Rossi E, Merola B, Longobardi S, Esposito V, Tommaselli A P, Colao A, Lombardi G
Department of Molecular and Clinical Endocrinology and Oncology, Federico II University of Naples, Italy.
J Clin Endocrinol Metab. 1995 Jul;80(7):2251-4. doi: 10.1210/jcem.80.7.7608288.
In a previous study we demonstrated that, in children affected with isolated GH deficiency, an acute high-dose human recombinant GH (hrGH) treatment increases the 11-deoxycortisol and induces an IGF-I responsiveness to ACTH. The aim of the present study was to reevaluate, in the same children, the adrenal and IGF-I responsiveness to ACTH after a chronic replacement-dose GH therapy. Ten children (seven males and three females, mean age 7 years) affected with isolated GH deficiency underwent a synthetic ACTH 1-17 test before and after sc administration of human recombinant GH at a dose of 0.6 UI/kg/week for 3 months. After therapy, the 11-deoxycortisol responsiveness to ACTH significantly decreased compared with that observed after acute treatment (P < 0.001), and so it returned to baseline. No differences were detected in the responsiveness to ACTH of cortisol, dehydroepiandrosterone-sulphate, D4-androstenedione, and 17-hydroxyprogesterone. On the other hand, the chronic treatment induced an IGF-I responsiveness to ACTH (P < 0.001). In conclusion, our study demonstrates that, in isolated GH deficiency, replacement doses of hrGH do not modify the adrenal steroid basal levels or its responsiveness to ACTH, whereas both replacement and high doses of hrGH induce an IGF-I responsiveness to ACTH.
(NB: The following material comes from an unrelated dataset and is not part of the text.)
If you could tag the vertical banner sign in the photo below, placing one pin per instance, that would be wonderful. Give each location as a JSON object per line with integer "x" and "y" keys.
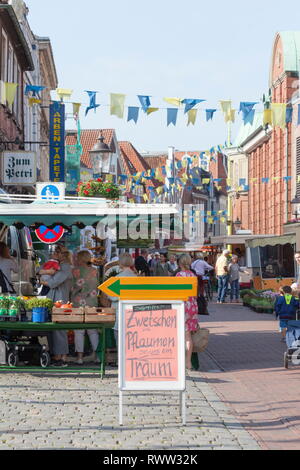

在之前的一项研究中,我们证明,在患有孤立性生长激素缺乏症的儿童中,急性大剂量人重组生长激素(hrGH)治疗可增加11-脱氧皮质醇,并诱导胰岛素样生长因子-I(IGF-I)对促肾上腺皮质激素(ACTH)产生反应。本研究的目的是在同一批儿童中,重新评估慢性替代剂量生长激素治疗后肾上腺和IGF-I对ACTH的反应性。10名患有孤立性生长激素缺乏症的儿童(7名男性和3名女性,平均年龄7岁),在皮下注射剂量为0.6 UI/kg/周的人重组生长激素3个月前后,接受了合成ACTH 1-17试验。治疗后,与急性治疗后相比,11-脱氧皮质醇对ACTH的反应性显著降低(P<0.001),因此恢复到基线水平。皮质醇、硫酸脱氢表雄酮、D4-雄烯二酮和17-羟孕酮对ACTH的反应性未检测到差异。另一方面,慢性治疗诱导了IGF-I对ACTH的反应性(P<0.001)。总之,我们的研究表明,在孤立性生长激素缺乏症中,hrGH替代剂量不会改变肾上腺类固醇基础水平或其对ACTH的反应性,而hrGH的替代剂量和高剂量均可诱导IGF-I对ACTH产生反应。